FIG. 1 is a conventional control circuit diagram of a sledge motor and an actuator. As shown in FIG. 1, the sledge motor 18 is coupled to the actuator 20. The actuator 20 is capable of driving an optical pickup head 22. The sledge motor 18 and the actuator 20 are driven by a power driver 16. The running speed of the sledge motor 18, the running speed of the actuator 20 and the run-out speed of the disk are amplified by a pre-amplifier 10. Signal from the pre-amplifier 10 is fed back to a track/velocity sensor 12. The track/velocity sensor 12 generates velocity feedback signal to a seek control circuit 14 according to the signal from the pre-amplifier 10. As soon as the seek control circuit 14 picks up information including the velocity feedback signal, the jump track command and the track number, a track servo output (TRO) signal and a sledge motor voltage output (FMO) signal are produced. The TRO signal and the FMO signal are fed to a power amplifier 16 so that motion of the actuator 20 and the sledge motor 18 are in control.
FIG. 2 is a schematic diagram showing a long track jumping and a short track jumping of an optical pickup head. In a long track jumping, after the seek control circuit 14 picks up data including the velocity feedback signal, the jump track command, the track number, the pick-up head moves from position A to position B. In other words, the optical pickup head moves from track 30a to track 30b of the disk 30. Similarly, in a short track jumping, tthe pick-up head moves from track 30b to 30c. 

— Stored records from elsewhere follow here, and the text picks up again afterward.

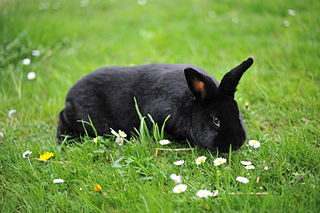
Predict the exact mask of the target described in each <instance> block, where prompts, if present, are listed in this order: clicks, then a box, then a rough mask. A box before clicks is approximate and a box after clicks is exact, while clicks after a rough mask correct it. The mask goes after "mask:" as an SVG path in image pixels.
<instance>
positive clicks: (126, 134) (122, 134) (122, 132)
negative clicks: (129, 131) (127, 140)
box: [119, 130, 127, 138]
mask: <svg viewBox="0 0 320 213" xmlns="http://www.w3.org/2000/svg"><path fill="white" fill-rule="evenodd" d="M119 136H120V137H122V138H125V137H127V134H126V133H125V132H124V131H122V130H119Z"/></svg>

In general, the velocity feedback signal of long track jumping in an optical storage device is equal to the vector sum from the running speed of the sledge motor, the running speed of the actuator and the run-out speed of the disk. Before any track-jumping operations are carried out, speed of the driving motor must first be known. Track jumping is best when the motor is motionless or moves slowly both in beginning and end of the track jumping. However, the velocity feedback signal for a long track jumping of the optical pickup head includes the running speed of the actuator and the run-out speed of the disk as well. Hence, it is probably to detect a relatively high speed when the motor is stopped. In other words, the actual speed of the motor is difficult to detect. Without the precise running speed of the motor, subsequent tracking after a track-jumping operation is not made and reading from the optical disk system is delayed.
In brief, since a conventional optical disk system cannot detect the actual running speed of the sledge motor or decide if the motor is stationary after a track-jumping operation, subsequent tracking of the optical disk system is difficult.
Accordingly, one object of the present invention is to provide a method for detecting the running speed of a sledge motor within an optical disk system by removing velocity feedback signal produced by other elements.
A second object of this invention is to provide a method for controlling an optical disk system. By eliminating other velocity feedback signals contributed by other sources, running speed of the motor can be obtained.
A third object of this invention is to provide a method for detecting the running speed of a sledge motor within an optical disk system by simulating the tracking servo output signal. Consequently, only the velocity feedback signal produced by the sledge motor is retained and hence accurate track jumping is obtained.
To achieve these and other advantages and in accordance with the purpose of the invention, as embodied and broadly described herein, the invention provides a method for detecting the sledge motor running speed in an optical disk system. A method for detecting the speed of a sledge motor in an optical storage device. In response to a track jumping command, a tracking servo output signal is expanded onto an orthogonal space to obtain simulation parameters corresponding to the tracking servo output signal. A pseudo-tracking servo output signal is generated according to the simulation parameters of the tracking servo output signal. Then, the pseudo-tracking servo output signal is used to compute the speed of the sledge motor.
The orthogonal space can be established through sine and cosine functions so that amplitude and phase of the tracking servo output signal becomes amplitude and phase of the pseudo-tracking servo output signal. Furthermore, the pseudo-tracking servo output signal is obtained from various sampling intervals so that the pseudo-tracking servo output signal and the tracking servo output signal have a similar waveform.
In this invention, the velocity components within the velocity feedback signals not generated by the sledge motor are eliminated by the pseudo-tracking servo output. Hence, running speed of the sledge motor can be determined accurately, and track-jumping operations can be carried out efficiently within the compact disk system.
It is to be understood that both the foregoing general description and the following detailed description are exemplary, and are intended to provide further explanation of the invention as claimed.